223 lines (144 loc) · 10.3 KB

ProductNormaliser.AdminApi

ProductNormaliser.AdminApi is the operational, intelligence, and dashboard management API for the platform. It exposes queue state, discovery progress, crawl logs, conflicts, canonical product detail, change history, quality analytics, category metadata, and managed crawl-source administration over the shared MongoDB database.

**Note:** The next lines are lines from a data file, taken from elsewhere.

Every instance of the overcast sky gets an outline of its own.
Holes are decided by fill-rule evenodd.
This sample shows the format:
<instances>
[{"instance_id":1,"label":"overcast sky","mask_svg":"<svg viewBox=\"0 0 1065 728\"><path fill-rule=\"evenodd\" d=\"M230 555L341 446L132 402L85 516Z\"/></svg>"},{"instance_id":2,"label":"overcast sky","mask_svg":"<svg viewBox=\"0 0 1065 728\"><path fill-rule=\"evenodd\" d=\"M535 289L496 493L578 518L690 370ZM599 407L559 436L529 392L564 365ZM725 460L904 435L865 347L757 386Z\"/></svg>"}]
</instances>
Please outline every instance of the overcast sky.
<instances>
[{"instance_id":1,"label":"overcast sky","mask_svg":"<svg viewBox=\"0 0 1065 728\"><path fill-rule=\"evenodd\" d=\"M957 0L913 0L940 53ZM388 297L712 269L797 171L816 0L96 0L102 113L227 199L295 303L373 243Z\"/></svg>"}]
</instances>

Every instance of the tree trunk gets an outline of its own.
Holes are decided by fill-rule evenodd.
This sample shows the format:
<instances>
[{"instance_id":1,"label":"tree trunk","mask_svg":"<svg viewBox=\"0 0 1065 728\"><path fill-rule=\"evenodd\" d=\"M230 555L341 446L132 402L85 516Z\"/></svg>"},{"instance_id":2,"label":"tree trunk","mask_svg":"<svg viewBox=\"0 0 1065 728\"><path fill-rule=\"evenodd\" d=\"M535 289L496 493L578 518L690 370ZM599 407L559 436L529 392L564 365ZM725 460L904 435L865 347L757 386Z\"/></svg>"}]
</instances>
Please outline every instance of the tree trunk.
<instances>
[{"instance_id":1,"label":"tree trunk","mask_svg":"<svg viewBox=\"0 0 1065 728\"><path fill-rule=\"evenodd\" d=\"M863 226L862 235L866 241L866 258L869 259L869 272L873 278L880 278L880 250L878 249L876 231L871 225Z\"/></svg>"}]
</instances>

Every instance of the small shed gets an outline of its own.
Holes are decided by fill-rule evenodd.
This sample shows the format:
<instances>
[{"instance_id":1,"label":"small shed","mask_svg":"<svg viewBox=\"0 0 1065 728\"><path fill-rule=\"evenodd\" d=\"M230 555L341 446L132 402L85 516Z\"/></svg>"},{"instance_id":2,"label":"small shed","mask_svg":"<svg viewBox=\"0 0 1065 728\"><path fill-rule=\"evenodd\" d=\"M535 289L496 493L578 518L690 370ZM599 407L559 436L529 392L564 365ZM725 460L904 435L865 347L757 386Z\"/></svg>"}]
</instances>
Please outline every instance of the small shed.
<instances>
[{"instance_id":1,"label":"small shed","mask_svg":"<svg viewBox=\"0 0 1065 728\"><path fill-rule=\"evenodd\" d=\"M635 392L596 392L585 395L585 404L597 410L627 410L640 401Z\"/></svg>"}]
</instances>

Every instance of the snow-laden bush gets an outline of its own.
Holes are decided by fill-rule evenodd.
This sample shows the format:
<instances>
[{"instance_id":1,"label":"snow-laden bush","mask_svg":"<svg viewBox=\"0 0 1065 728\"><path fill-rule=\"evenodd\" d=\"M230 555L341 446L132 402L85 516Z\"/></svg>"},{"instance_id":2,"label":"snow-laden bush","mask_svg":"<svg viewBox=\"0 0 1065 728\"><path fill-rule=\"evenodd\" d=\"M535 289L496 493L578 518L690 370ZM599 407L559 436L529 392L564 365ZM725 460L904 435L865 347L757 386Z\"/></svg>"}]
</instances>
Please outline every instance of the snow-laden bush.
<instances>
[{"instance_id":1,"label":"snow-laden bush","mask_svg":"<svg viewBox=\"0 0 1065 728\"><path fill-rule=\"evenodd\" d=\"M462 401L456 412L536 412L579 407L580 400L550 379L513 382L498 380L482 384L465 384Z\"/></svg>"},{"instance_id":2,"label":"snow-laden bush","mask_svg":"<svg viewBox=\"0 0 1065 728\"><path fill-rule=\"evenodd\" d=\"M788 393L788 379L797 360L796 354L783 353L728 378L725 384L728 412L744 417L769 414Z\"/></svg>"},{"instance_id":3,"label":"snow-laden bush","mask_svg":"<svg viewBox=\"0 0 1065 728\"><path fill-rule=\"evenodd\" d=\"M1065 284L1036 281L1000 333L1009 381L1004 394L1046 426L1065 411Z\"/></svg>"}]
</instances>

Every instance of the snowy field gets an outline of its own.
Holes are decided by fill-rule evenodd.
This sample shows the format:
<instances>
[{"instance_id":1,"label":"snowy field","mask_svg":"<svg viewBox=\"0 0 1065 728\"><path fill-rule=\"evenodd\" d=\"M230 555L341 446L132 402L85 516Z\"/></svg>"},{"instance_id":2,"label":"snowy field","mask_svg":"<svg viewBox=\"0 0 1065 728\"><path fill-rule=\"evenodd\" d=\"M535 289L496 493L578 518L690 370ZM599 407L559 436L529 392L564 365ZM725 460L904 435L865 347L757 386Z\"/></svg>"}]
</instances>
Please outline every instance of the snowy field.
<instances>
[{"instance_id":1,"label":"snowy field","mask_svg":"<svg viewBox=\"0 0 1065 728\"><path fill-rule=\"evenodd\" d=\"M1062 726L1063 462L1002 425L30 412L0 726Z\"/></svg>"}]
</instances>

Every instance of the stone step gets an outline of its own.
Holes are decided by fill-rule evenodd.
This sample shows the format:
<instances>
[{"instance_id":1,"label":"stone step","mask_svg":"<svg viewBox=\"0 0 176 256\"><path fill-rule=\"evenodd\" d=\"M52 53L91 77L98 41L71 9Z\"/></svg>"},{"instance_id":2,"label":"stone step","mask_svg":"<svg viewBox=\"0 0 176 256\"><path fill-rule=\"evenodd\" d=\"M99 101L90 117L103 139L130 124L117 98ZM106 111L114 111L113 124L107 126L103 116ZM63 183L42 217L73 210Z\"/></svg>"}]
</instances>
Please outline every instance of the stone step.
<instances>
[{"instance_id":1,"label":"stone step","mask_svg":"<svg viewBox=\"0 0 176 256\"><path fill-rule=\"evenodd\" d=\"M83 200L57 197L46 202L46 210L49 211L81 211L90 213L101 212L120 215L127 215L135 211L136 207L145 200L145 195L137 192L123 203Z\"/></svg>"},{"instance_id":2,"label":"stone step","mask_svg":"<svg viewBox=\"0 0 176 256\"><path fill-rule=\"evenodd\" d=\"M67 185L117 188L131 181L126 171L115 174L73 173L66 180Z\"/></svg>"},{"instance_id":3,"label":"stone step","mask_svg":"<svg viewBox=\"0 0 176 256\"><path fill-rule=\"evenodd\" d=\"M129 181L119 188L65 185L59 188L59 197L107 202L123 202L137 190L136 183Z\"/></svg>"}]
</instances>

This is an internal-facing service designed to help operators, analysts, and developers inspect what the system is doing and why.

Responsibilities

  • expose operational monitoring endpoints
  • expose discovery-aware job and source progress views
  • expose product and change-history views
  • expose quality and source-intelligence analytics
  • expose category catalog and schema metadata for dashboard discovery
  • expose managed crawl-source administration for the web UI
  • expose source-candidate discovery and guarded onboarding settings for the web UI
  • translate persisted domain records into API DTOs suitable for inspection or dashboarding

Runtime composition

At startup the API registers:

  • ASP.NET Core controllers
  • OpenAPI support for development
  • MongoDB-backed stores and infrastructure services
  • IAdminQueryService for operational read models
  • IDataIntelligenceService for quality and historical intelligence read models
  • ICategoryManagementService for category catalog and combined detail lookups
  • ISourceManagementService for source registration, validation, and policy updates
  • ISourceCandidateDiscoveryService for explainable source-candidate evaluation
  • ISourceOperationalInsightsProvider for source readiness, health, and recent-activity summaries

The API composition also registers an optional local page-classification service used by source probing. It is treated as a supporting signal behind the existing heuristic pipeline, not as a separate decision system.

The API composition now supports full source discovery profiles end to end, including category entry pages, sitemap hints, allow or deny rules, URL patterns, max depth, and per-run budgets.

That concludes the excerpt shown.